Si buscas una bebida fresca, económica y fácil de preparar, esta agua de guayaba tradicional se convertirá en una de tus favoritas. Con solo unos pocos ingredientes y un proceso sencillo, obtendrás una agua fresca llena de sabor y color. Entre los principales beneficios de la guayaba destacan su aporte de vitamina C y su agradable dulzor natural, características que la convierten en una excelente alternativa a los refrescos industriales para disfrutar en cualquier momento del día.
Información de la receta
- Tiempo de preparación: 15 minutos
- Tiempo de cocinado: 0 minutos
- Tiempo total: 15 minutos
- Raciones: 8 raciones
- Categoría: Bebidas
- Tipo de cocina: Mexicana
- Calorías por ración: 85 kcal
Ingredientes
- 10 guayabas maduras (aproximadamente 500 g)
- 8 tazas de agua
- 1/2 taza de azúcar, o al gusto
- Hielo al gusto
Como hacer Agua de guayaba
- Preparar las guayabas: Lava y desinfecta muy bien las guayabas. Retira los extremos donde se encontraba el tallo y la flor, ya que pueden aportar un ligero sabor amargo a la bebida. Después córtalas en cuartos para facilitar el licuado. Es recomendable utilizar guayabas bien maduras, ya que tienen un aroma más intenso, mayor dulzor natural y aportan un color más atractivo al agua fresca. Dependiendo de la variedad utilizada, el agua puede adquirir un tono rosado, salmón, amarillo claro o blanquecino, siendo todas estas versiones tradicionales.
- Licuar los ingredientes: Coloca las guayabas en la licuadora junto con 3 tazas de agua y el azúcar. Licúa durante 2 o 3 minutos, o hasta obtener una mezcla completamente homogénea y sin trozos visibles de fruta. La cantidad de azúcar puede ajustarse según la dulzura natural de las guayabas y las preferencias personales, aunque esta proporción suele ofrecer un equilibrio agradable entre el sabor de la fruta y el dulzor característico de las aguas frescas tradicionales.
- Colar el concentrado: Vierte la mezcla licuada a través de un colador fino sobre una jarra grande. Presiona suavemente con una cuchara para extraer la mayor cantidad posible de pulpa y separar las semillas, que son duras y pueden afectar la textura de la bebida. Tradicionalmente las guayabas se licúan con semillas y posteriormente se cuelan, ya que este método permite aprovechar mejor la pulpa y obtener un sabor más intenso.
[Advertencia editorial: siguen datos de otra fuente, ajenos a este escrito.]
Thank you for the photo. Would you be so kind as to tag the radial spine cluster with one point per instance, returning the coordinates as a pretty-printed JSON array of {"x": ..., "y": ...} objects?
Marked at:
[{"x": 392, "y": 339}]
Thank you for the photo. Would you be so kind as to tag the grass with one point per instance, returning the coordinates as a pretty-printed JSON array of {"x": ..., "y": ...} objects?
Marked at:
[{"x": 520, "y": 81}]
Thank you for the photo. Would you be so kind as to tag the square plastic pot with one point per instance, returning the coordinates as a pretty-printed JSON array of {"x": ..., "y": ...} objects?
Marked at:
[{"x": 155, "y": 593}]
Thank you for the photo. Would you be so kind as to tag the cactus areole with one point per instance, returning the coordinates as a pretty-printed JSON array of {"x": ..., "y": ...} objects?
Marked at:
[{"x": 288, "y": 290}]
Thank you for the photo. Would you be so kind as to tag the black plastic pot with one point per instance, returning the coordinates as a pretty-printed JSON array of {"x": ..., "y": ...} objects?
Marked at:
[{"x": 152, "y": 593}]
- Completar el agua fresca: Añade las 5 tazas restantes de agua y mezcla bien hasta integrar todos los ingredientes. Prueba la bebida y ajusta el azúcar si es necesario. Es normal que parte de la pulpa permanezca suspendida en el líquido, ya que aporta sabor, aroma y cuerpo al agua fresca. Una vez mezclada, el sabor debe resultar refrescante y frutal, conservando el protagonismo natural de la guayaba.
- Enfriar y servir: Refrigera el agua de guayaba durante al menos 30 minutos o sírvela inmediatamente en vasos con abundante hielo. Para conservar mejor el sabor, es preferible añadir el hielo directamente en los vasos y no en la jarra, evitando así que la bebida se diluya con el tiempo. Si el agua ha reposado durante un rato, remuévela antes de servir porque la pulpa puede asentarse en el fondo. Se recomienda consumirla el mismo día de su preparación para disfrutar su mejor sabor y frescura.